View on GitHub

Recommender Systems Tutorial

In this tutorial, we’ll provide a simple walkthrough of how to use Snorkel to build a recommender system. We consider a setting similar to the Netflix challenge, but with books instead of movies. We have a set of users and books, and for each user we know the set of books they have interacted with (read or marked as to-read). We don’t have the user’s numerical ratings for the books they read, except in a small number of cases. We also have some text reviews written by users.

Our goal is to build a recommender system by training a classifier to predict whether a user will read and like any given book. We’ll train our model over a user-book pair to predict a rating (a rating of 1 means the user will read and like the book). To simplify inference, we’ll represent a user by the set of books they interacted with (rather than learning a specific representation for each user). Once we have this model trained, we can use it to recommend books to a user when they visit the site. For example, we can just predict the rating for the user paired with a book for a few thousand likely books, then pick the books with the top ten predicted ratings.

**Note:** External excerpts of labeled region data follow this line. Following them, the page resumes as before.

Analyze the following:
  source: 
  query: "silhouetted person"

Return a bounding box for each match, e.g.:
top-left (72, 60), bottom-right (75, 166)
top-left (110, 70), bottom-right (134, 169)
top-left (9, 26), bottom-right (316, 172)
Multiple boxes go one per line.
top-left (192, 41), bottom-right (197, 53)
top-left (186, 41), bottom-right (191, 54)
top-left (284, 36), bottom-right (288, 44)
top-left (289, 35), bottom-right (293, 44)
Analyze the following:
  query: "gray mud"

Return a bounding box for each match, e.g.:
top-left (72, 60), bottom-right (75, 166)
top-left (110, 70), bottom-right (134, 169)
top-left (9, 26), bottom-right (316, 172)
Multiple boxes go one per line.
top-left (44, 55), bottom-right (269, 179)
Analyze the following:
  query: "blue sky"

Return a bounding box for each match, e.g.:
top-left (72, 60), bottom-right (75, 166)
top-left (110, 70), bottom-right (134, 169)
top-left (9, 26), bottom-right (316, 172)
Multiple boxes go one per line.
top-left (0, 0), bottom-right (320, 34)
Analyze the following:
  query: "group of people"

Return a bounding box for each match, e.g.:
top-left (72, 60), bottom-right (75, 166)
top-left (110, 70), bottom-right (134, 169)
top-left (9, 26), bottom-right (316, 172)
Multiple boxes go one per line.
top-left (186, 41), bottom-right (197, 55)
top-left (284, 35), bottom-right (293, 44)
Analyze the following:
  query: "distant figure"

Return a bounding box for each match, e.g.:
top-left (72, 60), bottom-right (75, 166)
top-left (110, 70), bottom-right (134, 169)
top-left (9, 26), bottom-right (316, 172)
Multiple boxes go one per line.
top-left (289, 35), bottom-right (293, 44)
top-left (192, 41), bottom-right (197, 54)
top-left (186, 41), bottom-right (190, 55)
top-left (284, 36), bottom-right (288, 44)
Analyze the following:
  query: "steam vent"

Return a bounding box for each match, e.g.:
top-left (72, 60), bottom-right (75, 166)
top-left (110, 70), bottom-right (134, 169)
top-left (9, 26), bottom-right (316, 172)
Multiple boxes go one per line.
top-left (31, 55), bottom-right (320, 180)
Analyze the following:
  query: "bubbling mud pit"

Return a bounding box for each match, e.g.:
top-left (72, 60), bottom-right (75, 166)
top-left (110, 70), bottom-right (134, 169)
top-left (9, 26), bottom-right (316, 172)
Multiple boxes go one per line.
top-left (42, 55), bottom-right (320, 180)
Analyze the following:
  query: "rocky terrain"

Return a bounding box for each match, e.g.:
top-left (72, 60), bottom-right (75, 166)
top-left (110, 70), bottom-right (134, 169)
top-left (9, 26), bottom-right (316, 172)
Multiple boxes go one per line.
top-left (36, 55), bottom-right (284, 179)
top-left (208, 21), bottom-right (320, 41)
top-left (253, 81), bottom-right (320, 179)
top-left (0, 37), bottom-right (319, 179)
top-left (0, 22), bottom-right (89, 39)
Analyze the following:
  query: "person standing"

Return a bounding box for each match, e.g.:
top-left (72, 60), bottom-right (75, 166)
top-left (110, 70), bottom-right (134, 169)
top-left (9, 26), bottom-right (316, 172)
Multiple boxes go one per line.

Of course, there are many other ways to approach this problem. The field of recommender systems is a very well studied area with a wide variety of settings and approaches, and we just focus on one of them.

We will use the Goodreads dataset, from “Item Recommendation on Monotonic Behavior Chains”, RecSys’18 (Mengting Wan, Julian McAuley), and “Fine-Grained Spoiler Detection from Large-Scale Review Corpora”, ACL’19 (Mengting Wan, Rishabh Misra, Ndapa Nakashole, Julian McAuley). In this dataset, we have user interactions and reviews for Young Adult novels from the Goodreads website, along with metadata (like title and authors) for the novels.

Loading Data

We start by running the download_and_process_data function. The function returns the df_train, df_test, df_dev, df_valid dataframes, which correspond to our training, test, development, and validation sets. Each of those dataframes has the following fields:

  • user_idx: A unique identifier for a user.
  • book_idx: A unique identifier for a book that is being rated by the user.
  • book_idxs: The set of books that the user has interacted with (read or planned to read).
  • review_text: Optional text review written by the user for the book.
  • rating: Either 0 (which means the user did not read or did not like the book) or 1 (which means the user read and liked the book). The rating field is missing for df_train. Our objective is to predict whether a given user (represented by the set of book_idxs the user has interacted with) will read and like any given book. That is, we want to train a model that takes a set of book_idxs (the user) and a single book_idx (the book to rate) and predicts the rating.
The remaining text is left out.